The music is from Chopin and Gonoud and Serge Lifar, who started out as a protégé of Diagheliv, does the choreography which is exquisite, especially for the children's dance "The Dance of the Bees". With the magnificent Paris Opera House forming a background the story is about little Rose (Jeanine Charrat) who simply worships premier ballerina Mademoiselle Beaupre (Yvette Chauvire) but when she is replaced by the more dazzling dancer Karine (Mia Slovenska) for the lead in "Swan Lake" misunderstandings occur. For a start Karine laughs at a joke between the prop boys and it just happens to fall in the middle of Beaupre's solo so, of course, she thinks Karine is laughing at her.
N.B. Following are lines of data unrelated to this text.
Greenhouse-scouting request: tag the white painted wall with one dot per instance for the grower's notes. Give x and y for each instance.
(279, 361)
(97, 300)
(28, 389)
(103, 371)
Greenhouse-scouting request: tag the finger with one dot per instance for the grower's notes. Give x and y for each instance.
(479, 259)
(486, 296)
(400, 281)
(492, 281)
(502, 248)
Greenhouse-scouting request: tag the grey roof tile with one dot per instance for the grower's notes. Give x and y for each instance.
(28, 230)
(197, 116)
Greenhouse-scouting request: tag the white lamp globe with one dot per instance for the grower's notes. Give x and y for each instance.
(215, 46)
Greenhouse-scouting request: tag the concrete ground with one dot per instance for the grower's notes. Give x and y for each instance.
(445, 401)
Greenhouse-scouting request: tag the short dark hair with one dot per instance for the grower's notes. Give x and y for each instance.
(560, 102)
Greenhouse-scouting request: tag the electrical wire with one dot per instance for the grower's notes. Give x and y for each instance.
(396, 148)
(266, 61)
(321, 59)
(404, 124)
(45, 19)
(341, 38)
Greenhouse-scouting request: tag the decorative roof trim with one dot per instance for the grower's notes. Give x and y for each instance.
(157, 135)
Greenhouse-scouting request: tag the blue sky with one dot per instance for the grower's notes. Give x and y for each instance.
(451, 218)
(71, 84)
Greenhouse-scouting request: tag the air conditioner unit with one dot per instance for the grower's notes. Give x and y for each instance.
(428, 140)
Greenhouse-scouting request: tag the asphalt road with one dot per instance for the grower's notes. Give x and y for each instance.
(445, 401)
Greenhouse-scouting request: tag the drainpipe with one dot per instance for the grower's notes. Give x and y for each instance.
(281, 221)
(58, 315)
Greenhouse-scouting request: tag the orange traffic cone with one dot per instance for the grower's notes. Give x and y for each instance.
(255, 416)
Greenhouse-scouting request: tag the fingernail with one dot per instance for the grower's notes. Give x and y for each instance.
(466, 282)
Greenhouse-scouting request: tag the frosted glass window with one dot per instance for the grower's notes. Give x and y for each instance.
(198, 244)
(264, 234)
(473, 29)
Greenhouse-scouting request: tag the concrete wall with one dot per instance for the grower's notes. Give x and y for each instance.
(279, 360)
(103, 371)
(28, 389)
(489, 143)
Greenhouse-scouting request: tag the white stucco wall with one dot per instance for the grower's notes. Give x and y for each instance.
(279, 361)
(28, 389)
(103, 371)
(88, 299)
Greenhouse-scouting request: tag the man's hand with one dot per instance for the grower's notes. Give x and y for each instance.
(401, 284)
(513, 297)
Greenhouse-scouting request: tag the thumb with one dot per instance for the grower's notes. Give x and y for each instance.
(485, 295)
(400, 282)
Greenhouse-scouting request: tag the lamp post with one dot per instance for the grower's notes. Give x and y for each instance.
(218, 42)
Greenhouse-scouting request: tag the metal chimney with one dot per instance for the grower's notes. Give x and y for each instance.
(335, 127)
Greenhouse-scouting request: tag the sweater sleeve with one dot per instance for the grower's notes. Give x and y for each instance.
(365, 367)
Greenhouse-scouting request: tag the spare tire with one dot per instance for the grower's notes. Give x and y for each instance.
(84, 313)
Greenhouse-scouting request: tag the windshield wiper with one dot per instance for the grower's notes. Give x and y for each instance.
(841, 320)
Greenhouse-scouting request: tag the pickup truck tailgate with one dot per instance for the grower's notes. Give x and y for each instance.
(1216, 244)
Beaupre resigns so Rose decides to sabotage Karine's debut - "she laughed at Mademoiselle so everyone will laugh at her!!! But the audience doesn't laugh because she falls through a trap door and breaks her leg - "worse than death to a dancer".

Slovenska was a stunning innovative dancer and there is a beautiful interpretive dance she performs in her dreams but now, as Karine, she has to resign herself to teaching and she finds in Rose, a fresh talent to mold into a dazzling dancer. This is a dark, psychological drama of guilt and Rose is driven almost mad by it and has to confide in her friends her terrible secret.

The irony is she finds her true mentor is Katrine - Beaupre, after dancing the lead in "Swan Lake", loses her dedication and gets caught up in a social whirl. She eventually leaves to be married. Of course Rose's secret doesn't remain one for long but even though Katrine finds out through an anonymous letter, after a confrontation, she puts it all behind her in an effort to get Rose ready for her examination. Rose is convinced she will be going to prison and runs away under the Paris Opera Thearte, hoping to find the river her friend told her about (shades of "Phantom of the Opera") but in reality no one in authority knows.

I found it a wonderful, enchanting movie with Jeanine Charrat, as Rose, carrying the whole film with her sensitive performance. Actually she was to become a professional dancer as well and only made a few films but she could have been a successful actress if she had wanted to. Yvette Chauvire, like her character, seemed to fade from the scene but Mia Slovenska was a young Yugoslavian ballerina who went to the U.S. to promote "Ballerina" and decided to stay.